Disinfectants disappear fast
From pharmacists at high-end medicine shops to unlicensed medicine sellers at rundown neighbourhoods in the capital all looked annoyed on Sunday when asked if they had any hand sanitisers or hand rubs or surgical gloves.
Almost every minute there was a healthy looking individual asking for the items usually used during surgery by physicians and by post-operative patients.
As the novel coronavirus causing the disease called COVID-19 is spreading amid continued panic buying of essentials, disinfectants and cleanliness products disappeared fast from market shelves.
‘I have no disinfectants or cleanliness items and don’t know when the next supply will come,’ said Habibullah, a pharmacist at a medicine shop on Pragati Sarani.
He ran out of supplies of hand sanitisers, hand rubs and surgical gloves five days ago and has repeatedly been asking dealers for fresh supplies.
New Age visited a dozen medicine, grocery and super shops only two of which had limited supplies of surgical gloves and a few small bottles of liquid disinfectant savlon.
Nisha Pharma, a medicine shop at a Badda neighbourhood, said that he had received 200 bottles of disinfectant hand rub hexisol in mid March that were sold in just two days.
‘Usually a dozen hexisol took a month to sell,’ he said.
Ashik, a grocer at Eskaton, had sold three dozen bottles of liquid savlon disinfectant in just two days in early March.
‘The supply would have lasted for six months in normal times,’ said Ashik.
On Saturday Ziska Pharmaceuticals supplied 7,000 bottles of hand sanitizer to 20 shops in Hatirpool which ran out of the item by Sunday afternoon, said Faisal Ahmed, medial promotion officer, Ziska Pharmaceuticals.
Bangladesh has seen a sudden surge in the demand for rice, essential commodities and disinfectants and cleanliness products immediately after the country announced its first coronavirus case on March 8.
The demand jumped after two people died of the viral infection.
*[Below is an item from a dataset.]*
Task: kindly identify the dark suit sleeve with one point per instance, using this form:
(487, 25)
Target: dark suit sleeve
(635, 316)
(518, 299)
WHO and other experts advised keeping hands clean to prevent the spread of the novel coronavirus.
Although they said that washing hands with soap and water for 20 seconds is the best way to kill the virus still people have stocked up on disinfectants and other cleanliness products.
Drug Administration directorate general Mahbubur Rahman hoped that the crisis would be over soon for 14 new companies were approved to produce hand rub and sanitiser and eight of them have already rolled into production.
The new companies approved for producing the disinfectants include the state-owned distillery Carew and Co and Jamuna Group, said Mahbub.
The sudden rise in the demand for the products usually considered slow items has put the producers under huge pressure.
ACI Limited, which shares roughly a fourth of the disinfectant and cleanliness products in the market, has added two shifts to its regular production and was in production round the clock, said Syed Alamgir, managing director of the company.
‘Some people are buying a cartoon when they need just one bottle,’ said Alamgir.
Researchers say that people resort to panic buying when they lose their sense of control over their surroundings and try to cope with it by stockpiling products that they think is necessary to get back in control.
Unclean hands are said to have been the most potential medium for the virus to spread.
On Sunday, an inspection team of the Directorate of National Consumer Rights Protection fined a trader Tk 1.5 lakh in Uttara for artificially increasing hand sanitiser and mask prices.
Besides disinfectants and cleanliness products, staple rice and other essentials have also seen an overnight rise in their prices in apprehension of an imminent countrywide lockdown.
Five DNCRP teams fined traders in the capital for increasing prices of rice and other essentials on Sunday.
On Saturday a DNCRP team found that the prices of isopropyl alcohol, a hand sanitiser ingredient, tripled in the wholesale market in 24 hours.
New Age on Saturday at about 10:00pm found the Lazz Pharma branch on Pragati Sarani selling hand sanitizer produced by one Sheba Chemical and Food Industries Limited.
A 100 ml bottle of the product was sold for Tk 180 when a 250 ml bottle of it should cost maximum Tk 140.
DGDA DG Mahbub said that no company by the name of Sheba was permitted to market hand sanitisers.
‘Some dishonest people are in for making money and we will look into the matter,’ he said.